The work has been described by the Royal Collection as either an equestrian portrait of a noted subject or a "general evocation of journeying south" with an imaginary subject. The Royal Collection describes the work as "rather grand for an equestrian caprice rather than an equestrian portrait" but feels the scale of the work is typical of late 17th-century Dutch art. Interpretation of the painting remains "allusive and open-ended", with the open setting of the piece suggesting journeying rather than arrival at a specific castle.

The nobleman in the painting has been identified as possibly being Willem van Beveren, the son of the Dutch nobleman Cornelis van Beveren.

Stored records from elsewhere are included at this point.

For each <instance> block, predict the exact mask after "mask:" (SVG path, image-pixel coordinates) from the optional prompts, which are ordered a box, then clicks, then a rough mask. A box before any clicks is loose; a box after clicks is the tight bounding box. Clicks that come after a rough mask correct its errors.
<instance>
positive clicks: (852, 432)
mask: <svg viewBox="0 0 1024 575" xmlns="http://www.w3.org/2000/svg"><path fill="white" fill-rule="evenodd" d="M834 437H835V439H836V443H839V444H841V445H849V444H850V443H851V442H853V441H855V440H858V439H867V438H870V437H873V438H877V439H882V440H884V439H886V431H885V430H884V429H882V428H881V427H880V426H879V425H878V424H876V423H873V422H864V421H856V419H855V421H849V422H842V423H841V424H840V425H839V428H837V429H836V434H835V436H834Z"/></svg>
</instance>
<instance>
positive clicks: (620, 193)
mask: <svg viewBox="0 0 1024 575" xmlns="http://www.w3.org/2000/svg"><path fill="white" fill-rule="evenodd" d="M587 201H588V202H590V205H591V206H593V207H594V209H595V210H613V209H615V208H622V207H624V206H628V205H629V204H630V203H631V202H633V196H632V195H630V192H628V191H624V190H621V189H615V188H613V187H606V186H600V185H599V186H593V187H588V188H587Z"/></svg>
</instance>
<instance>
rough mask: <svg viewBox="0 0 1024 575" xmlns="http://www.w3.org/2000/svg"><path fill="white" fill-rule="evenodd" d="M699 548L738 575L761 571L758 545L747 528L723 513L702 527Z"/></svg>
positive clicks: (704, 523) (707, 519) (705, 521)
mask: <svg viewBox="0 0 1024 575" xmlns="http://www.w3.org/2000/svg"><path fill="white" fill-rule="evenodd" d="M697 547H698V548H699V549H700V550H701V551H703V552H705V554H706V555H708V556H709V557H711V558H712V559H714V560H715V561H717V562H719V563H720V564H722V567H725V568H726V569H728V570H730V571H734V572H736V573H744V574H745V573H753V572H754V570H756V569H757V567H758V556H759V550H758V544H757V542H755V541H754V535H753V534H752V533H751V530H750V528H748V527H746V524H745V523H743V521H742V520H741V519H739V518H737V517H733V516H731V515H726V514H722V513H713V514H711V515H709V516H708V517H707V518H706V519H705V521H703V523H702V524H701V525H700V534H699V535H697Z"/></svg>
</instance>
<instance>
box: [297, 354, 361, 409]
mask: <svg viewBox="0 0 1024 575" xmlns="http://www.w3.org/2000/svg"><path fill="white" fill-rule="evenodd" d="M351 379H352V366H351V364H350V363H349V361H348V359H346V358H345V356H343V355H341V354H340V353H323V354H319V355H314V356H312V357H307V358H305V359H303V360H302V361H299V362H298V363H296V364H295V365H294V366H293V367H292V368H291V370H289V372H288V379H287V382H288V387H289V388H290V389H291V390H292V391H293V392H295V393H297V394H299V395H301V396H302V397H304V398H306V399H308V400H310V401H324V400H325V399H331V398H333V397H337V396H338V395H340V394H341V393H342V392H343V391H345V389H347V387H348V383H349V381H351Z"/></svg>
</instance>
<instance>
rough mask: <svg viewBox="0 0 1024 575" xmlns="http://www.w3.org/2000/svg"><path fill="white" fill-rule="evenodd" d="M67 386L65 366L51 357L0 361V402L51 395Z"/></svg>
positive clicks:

The Morgan Library & Museum has a 17th-century copy of a study by Cuyp of milk cans, cows and a milkmaid, with the cow in the drawing being based on the one in A Page with Two Horses.

==History==
The painting had possibly previously been in the collection of the artist Benjamin West in the 18th-century. It was bought by George IV in 1809. In 1819 it was listed as having been displayed in the Rose Satin Room of Carlton House. By 1841 it was on display in the Picture Gallery at Buckingham Palace. In 1975 The Times noted the painting was newly on display at the Queen's Gallery at Buckingham Palace having recently been cleaned and restored, and described it as one of George IV's many "discerning acquisitions". In 1993 it was displayed in the Picture Gallery of Buckingham Palace when it was first opened to the public. In 2016 it was displayed in the drawing room of the private apartments of Prince William, Duke of Cambridge and Catherine, Princess of Cambridge at Kensington Palace. It was on display in their drawing room when they hosted President Barack Obama and his wife Michelle of the United States in 2016. It was reported that aides to the Cambridges tried to unscrew the name plate from the painting to avoid causing offence any offence to the Obamas and a pot plant was placed strategically to obscure the name. By 2023 the painting had been removed from the apartment for several years, and its present location is not known publicly.

In 1858 the page was depicted in an engraving called "The Negro Boy" in The Art Journal magazine. A reviewer for the Bath Weekly Chronicle and Herald wrote that the engraving was "full of beauty and the engraver has caught the true expression in the page's face".